Nun wird es Zeit für eine Pause. Mit etwas Glück findest du das gemütliche Pub "The Jolly Judge". Über eine Treppe in einer Seitengasse findest Du in das Pub, das anscheinend im Keller liegt. Innen angekommen, siehst du aber, dass auf der anderen Seite die Fenster einen Ausblick auf die tiefer liegende Stadt erlauben. Das Pub ist klein und gemütlich und für ein Pint Cider oder Ale geradezu prädestiniert.
Wenn du ganz unten an der Royal Mile angekommen bist, hast du wieder einmal die Qual der Wahl: Entweder du besuchst das Schloss Holyrood Palace oder du wanderst weiter auf den Monument Hill. Da wir nicht all zu lange in Edinburgh waren, gingen wir weiter.

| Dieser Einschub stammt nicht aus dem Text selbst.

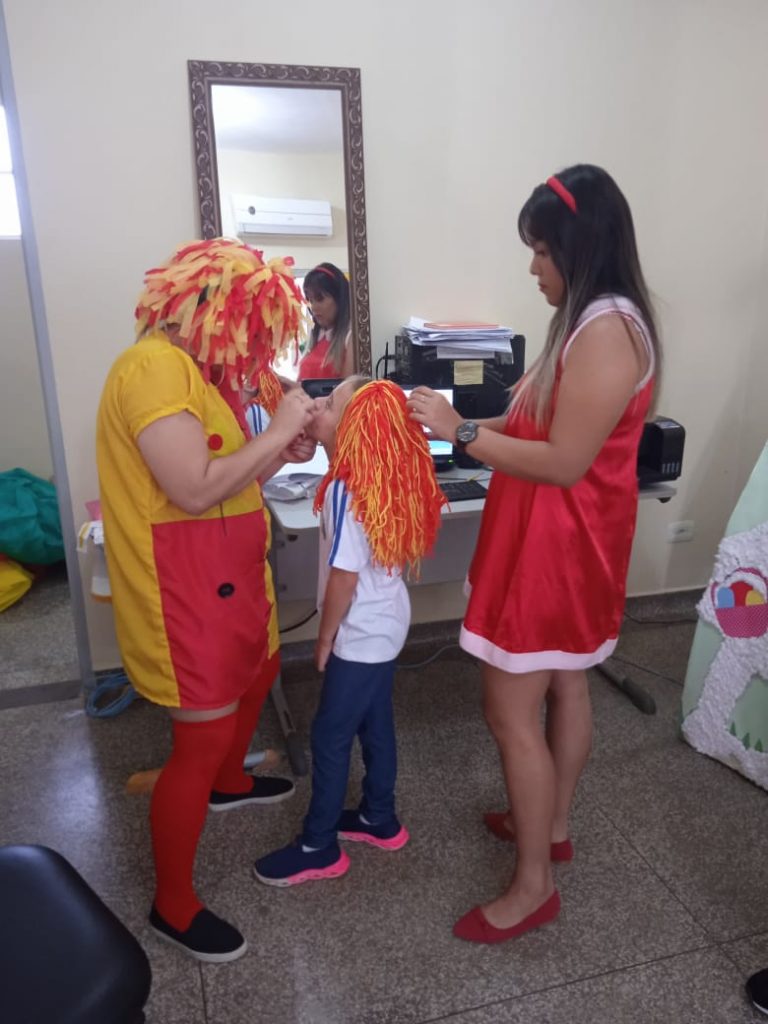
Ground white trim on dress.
[459,626,618,676]
[560,295,656,394]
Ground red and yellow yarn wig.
[136,239,303,388]
[253,367,283,416]
[314,381,446,575]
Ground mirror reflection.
[205,84,357,380]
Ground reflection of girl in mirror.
[298,263,354,381]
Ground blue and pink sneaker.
[337,811,411,850]
[253,838,349,886]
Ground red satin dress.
[298,336,340,381]
[460,296,654,673]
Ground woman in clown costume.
[96,239,314,963]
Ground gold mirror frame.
[187,60,372,376]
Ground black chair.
[0,846,152,1024]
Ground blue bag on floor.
[0,469,65,565]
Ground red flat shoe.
[454,889,560,945]
[482,811,573,861]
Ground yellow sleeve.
[120,345,203,440]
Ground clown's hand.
[268,387,315,443]
[280,431,317,462]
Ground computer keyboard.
[437,478,487,502]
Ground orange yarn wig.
[314,381,446,575]
[136,239,303,387]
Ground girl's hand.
[314,637,334,672]
[407,385,464,441]
[280,430,317,463]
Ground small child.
[254,377,445,886]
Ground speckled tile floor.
[0,601,768,1024]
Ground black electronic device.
[299,377,341,398]
[393,334,525,467]
[637,416,685,486]
[437,477,487,502]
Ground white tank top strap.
[560,295,656,394]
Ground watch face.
[456,421,477,444]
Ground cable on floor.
[610,654,683,686]
[279,608,317,633]
[624,611,698,626]
[397,643,461,671]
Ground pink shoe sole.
[339,826,411,850]
[253,850,349,889]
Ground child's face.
[306,381,354,449]
[306,291,339,330]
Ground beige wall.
[216,150,349,273]
[4,0,768,665]
[0,239,52,479]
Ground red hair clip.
[547,175,579,213]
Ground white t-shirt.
[246,401,269,437]
[317,480,411,664]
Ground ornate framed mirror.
[187,60,371,374]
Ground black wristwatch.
[454,420,480,452]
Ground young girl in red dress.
[409,165,660,942]
[298,263,354,381]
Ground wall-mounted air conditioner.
[231,195,333,237]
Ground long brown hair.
[512,164,662,426]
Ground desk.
[268,468,677,601]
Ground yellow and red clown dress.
[96,239,301,710]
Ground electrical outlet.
[667,519,695,544]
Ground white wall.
[216,150,349,273]
[0,239,53,479]
[4,0,768,666]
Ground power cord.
[610,654,683,686]
[624,611,698,626]
[397,643,461,671]
[278,608,317,633]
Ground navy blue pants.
[301,654,397,849]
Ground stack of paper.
[403,316,515,359]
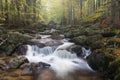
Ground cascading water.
[82,47,92,59]
[26,42,93,77]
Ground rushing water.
[26,42,94,77]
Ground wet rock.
[71,45,82,56]
[14,45,27,55]
[0,31,30,55]
[24,39,45,48]
[9,73,19,77]
[20,63,31,69]
[0,60,7,70]
[9,56,28,69]
[72,36,87,45]
[102,31,116,37]
[21,67,32,76]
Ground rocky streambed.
[0,27,101,80]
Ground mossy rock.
[0,31,30,55]
[106,38,120,47]
[108,58,120,80]
[102,31,116,37]
[87,49,114,72]
[90,40,104,50]
[71,36,87,46]
[72,45,82,56]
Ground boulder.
[0,31,30,55]
[0,60,8,70]
[9,56,28,69]
[14,45,27,55]
[101,31,116,37]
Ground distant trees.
[0,0,120,26]
[0,0,41,26]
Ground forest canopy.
[0,0,120,26]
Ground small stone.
[9,73,19,77]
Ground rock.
[9,56,28,69]
[14,45,27,55]
[0,60,8,70]
[0,31,30,55]
[102,31,116,37]
[9,73,19,77]
[21,67,32,76]
[24,39,45,48]
[72,36,87,45]
[72,45,82,56]
[20,63,31,69]
[87,50,114,72]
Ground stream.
[25,35,99,80]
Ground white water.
[26,42,93,77]
[82,47,91,59]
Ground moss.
[0,31,30,55]
[83,13,103,22]
[108,58,120,80]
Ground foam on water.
[26,42,93,77]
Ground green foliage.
[108,58,120,80]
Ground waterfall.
[82,47,91,59]
[26,42,93,77]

Blick vom Monument Hill auf die Stadt

Nach einem Aufstieg von etwa einer halben Stunde sind wir auf dem Hügel angekommen. Monument Hill wird er genannt, weil sich auf ihm einige sonderbare Bauwerke befinden. Eines davon siehst du auf dem Bild. Ebenfalls auf dem Hügel ist eine Sternwarte und ein Gebäude mit einer 3D Show über die Stadt. Die Show bietet zwar nicht viel Neues, aber du solltest deinen Beinen auch einmal den Gefallen einer Pause tun. Und auch deine Augen werden dir für die dreidimensionalen Reize danken. Der eigentliche Namensgeber des Hügels ist aber ein nie fertiggestelltes Gebäude. Eigentlich hätte es einmal eine Art griechischer Tempel werden sollen, ein Zeichen der Kulturverbundenheit. Dummerweise ist dem Bauherrn aber nach ein paar Säulen das Geld ausgegangen.

Schottland-Tipps

  • Verwechsle NIE britisch. schottisch und englisch. Schotten sind nur Briten, weil sie erobert wurden. Und Engländer sind sie nie gewesen, und werdens auch nie sein.
  • In einem Pub trinkt man kein Cola oder Mineralwasser. Pflicht sind: Ale/Beer/Bitter (Bier), Cider (Apfelwein) oder Whisky (Wasser des Lebens)
  • Im Bus hat man den Fahrpreis passend.
  • Rede mit Schotten! Sie sind freundlich, und man versteht sie viel besser als man denkt.
  • Sei nicht verunsichert, wenn du Banknoten bekommst, die nicht von der "Nationalbank" herausgegeben wurden. Es gibt in Grossbritannien Geldscheine von beinahe allen Banken.
  • Für ein B&B sollte man nicht mehr als 18£ bezahlen (Stand 1998)
  • Vergiss die offiziellen Jugendherbergen, sie sind den Preis nicht wert.